Il a ajouté que même si on le renvoyait derrière les barreaux, les Hongkongais continueraient de se battre pour la démocratie.

Un des conseils de la défense, Robert Pang, a déclaré au tribunal que la décision en appel avait un caractère “effrayant” pour la jeunesse.

“Nous devons nous retenir de décourager les jeunes personnes idéalistes d’exprimer leur point de vue, alors qu’elles ne le font pas pour leur propre bénéfice”, a-t-il dit.

Le juge Geoffrey Ma a estimé de son côté que les manifestants ne devaient pas “dépasser les limites” quelles que soient leurs motivations.

Mais il s’est aussi demandé si les juges n’avaient pas fait en appel “une erreur de principe”, des peines d’emprisonnement n‘étant en général pas prononcées dans le cas de rassemblements illégaux.

L’affaire a été ajournée à une date qui n’a pas encore été fixée.

Les trois avaient été condamnés pour leur rôle dans un rassemblement jugé illégal, le 26 septembre 2014. Les manifestants avaient escaladé des barrières métalliques et étaient entrés dans Civic Square, une place située dans un complexe gouvernemental.

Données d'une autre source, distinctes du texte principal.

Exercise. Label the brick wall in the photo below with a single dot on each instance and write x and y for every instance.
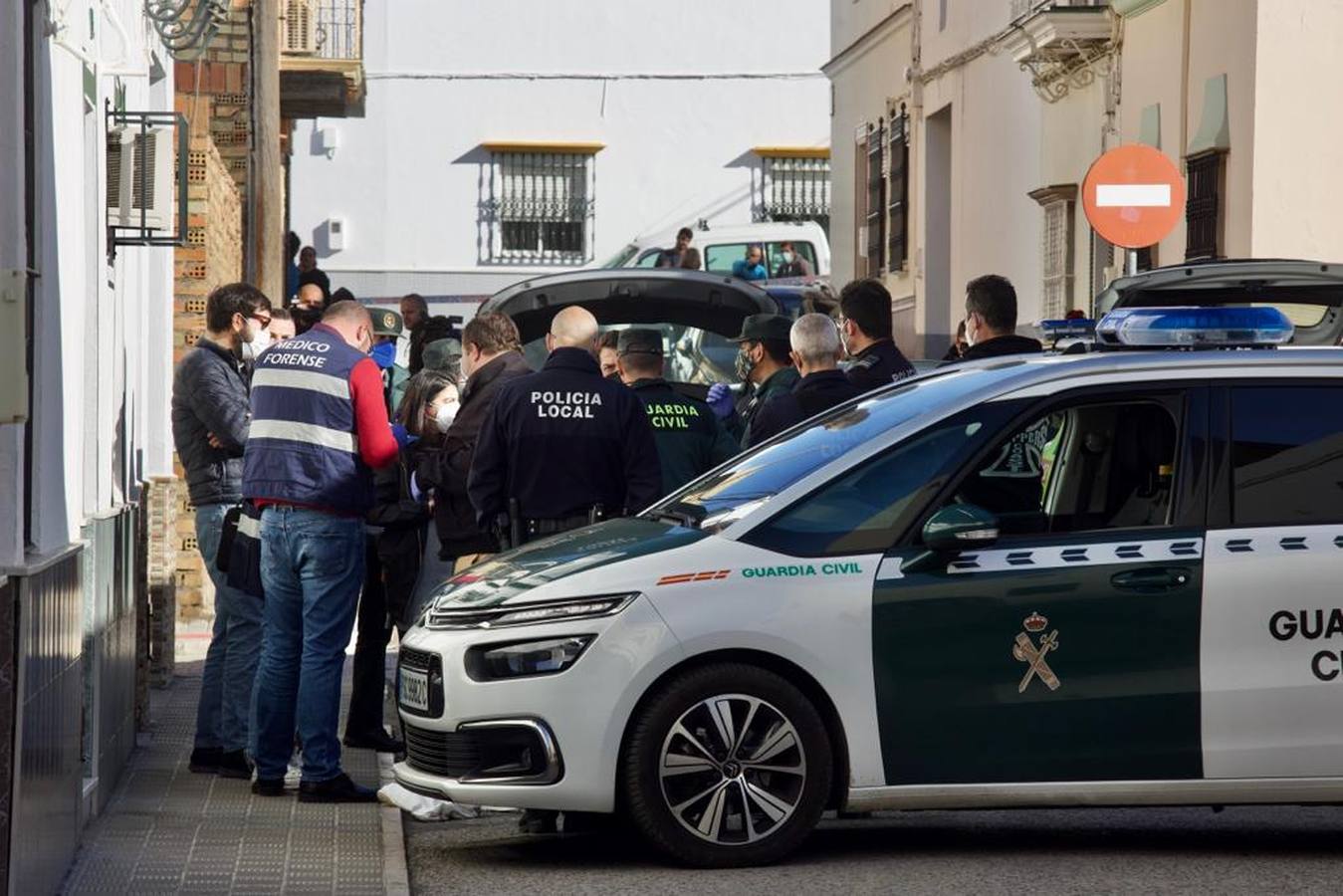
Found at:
(212, 257)
(212, 96)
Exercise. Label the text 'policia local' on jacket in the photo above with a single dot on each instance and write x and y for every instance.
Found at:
(446, 465)
(561, 441)
(319, 426)
(691, 439)
(210, 398)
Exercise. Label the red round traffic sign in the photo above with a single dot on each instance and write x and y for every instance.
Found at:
(1134, 195)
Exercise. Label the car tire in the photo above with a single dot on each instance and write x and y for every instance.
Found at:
(709, 803)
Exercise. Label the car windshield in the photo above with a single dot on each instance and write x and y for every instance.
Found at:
(728, 493)
(622, 257)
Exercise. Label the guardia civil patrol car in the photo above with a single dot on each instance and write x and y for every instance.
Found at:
(1107, 577)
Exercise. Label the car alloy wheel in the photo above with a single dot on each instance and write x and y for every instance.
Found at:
(732, 769)
(727, 765)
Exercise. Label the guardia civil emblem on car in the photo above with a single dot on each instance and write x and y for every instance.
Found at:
(1033, 654)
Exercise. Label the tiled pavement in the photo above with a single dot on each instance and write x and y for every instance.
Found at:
(168, 830)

Cette action avait déclenché des manifestations plus importantes; et deux jours plus tard débutait le mouvement prodémocratie de masse, quand la police avait tiré du gaz lacrymogène dans la foule qui s‘était protégée à l’aide de parapluies.

Pendant plus de deux mois, des centaines de milliers de Hongkongais avaient paralysé des quartiers entiers de la mégapole pour réclamer l’instauration d’un véritable suffrage universel. Mais Pékin n’avait pas reculé d’un pouce.

D’après les termes de l’accord sino-britannique sur la rétrocession, Hong Kong jouit de libertés inconnues ailleurs en Chine continentale, en théorie jusqu’en 2047.

Beaucoup ont cependant le sentiment que ces libertés s‘érodent et que Pékin est en train de renier cet accord.